At a high level Superpipe works by taking input data and transforming it in steps to get the desired output. Each step takes in an input dataframe or Python dictionary and returns a new dataframe or dictionary with the outputs of the step appended. For example, here's how you'd invoke the built-in LLMStep.

from superpipe.steps import LLMStep

joke_prompt = lambda row: f"""
Tell me a joke about {row['topic']}
"""

joke_step = LLMStep(
  prompt=joke_prompt,
  model=models.gpt35,
  name="joke"
)
joke_step.run(dataframe)
Why steps?

When doing data transformation, extraction or classification using LLMs, it's crucial to think in steps.

  • Increased accuracy

  • Separation of concerns

  • Interpretability and debugging

  • Modularity

Superpipe comes with a handful of built-in steps but it's easy (and recommended) to create your own steps by subclassing CustomStep. This allows you to do pretty much anything inside a step - call a third party api, lookup a DB, etc.

For more details see the steps section.

Pipelines

Steps are chained together to create a pipeline. Similar to a step, a pipeline also takes an input dataframe or dictionary and returns a new dataframe or dictionary with all the outputs of all the steps appended.

from superpipe.pipeline import Pipeline

serp_step = ...
top3_codes_step = ...
top1_code_step = ...

pipeline = Pipeline(
  steps=[
    serp_step,
    top3_codes_step,
    top1_code_step]
)

For more details see the pipelines section.

Evaluation

Pipelines can and should be evaluated to ensure they work well. Without proper evaluation, there's no way to know if the pipeline will perform well in the wild. There are two ways to do this - you can pass in an evaluation function when initializing the pipeline or call the evaluate method after the pipeline has run.

You can provide any arbitrary evaluation function, as long as it takes in a row argument and returns a boolean. The simplest type of evaluation is a string comparison, but you can use arbitrarily complex eval functions including LLM calls.

evaluator = lambda row: row['code'].lower() == row['code_groundtruth'].lower()

# option 1
pipeline = Pipeline(
  steps=[
    serp_step,
    top3_codes_step,
    top1_code_step],
  evaluation_fn=evaluator
)

# option 2
pipeline.evaluate(evaluator)

Parameters

One of the design goals of Superpipe is to make pipelines and steps fully parametric - meaning every aspect of both is exposed as a parameter and can be changed even after the pipeline has been defined and run.

For example in the joke_step defined above, the model and prompt that were passed in during initialization are parameters that can be easily update afterwards using the update_params function.

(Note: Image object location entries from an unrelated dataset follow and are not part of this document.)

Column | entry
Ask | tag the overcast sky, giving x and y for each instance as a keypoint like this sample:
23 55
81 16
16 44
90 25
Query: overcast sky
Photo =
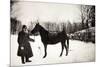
31 11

from superpipe import models

joke_step.update_params({
  "model": models.gpt4
})

The same applies to pipelines as well, but since pipelines themselves don't have parameters, only steps do, the params dict needs to contain the step parameters dict as the values and step names as the keys.

pipeline.update_params({
  "joke": {
    "model": models.gpt4
  }
})

Optimization

Building and evaluating your pipeline is a good start, but you rarely get the best accuracy-cost-speed tradeoff on the first attempt, and there's a lot of low-hanging fruit to optimize. There are two ways to optimize your solution:

  1. Tune the parameters of your pipeline
  2. Try a different technique (ie. build a different pipeline)

For 1, Superpipe lets you run a hyperparameter grid search. This means you can try different models, values of K, prompts, etc. on the same pipeline and dataset. Then you can compare the results across accuracy, cost, speed and pick the one that's best for your situation.

For 2, we're working on a AI-powered copilot that lets you experiment with different techniques.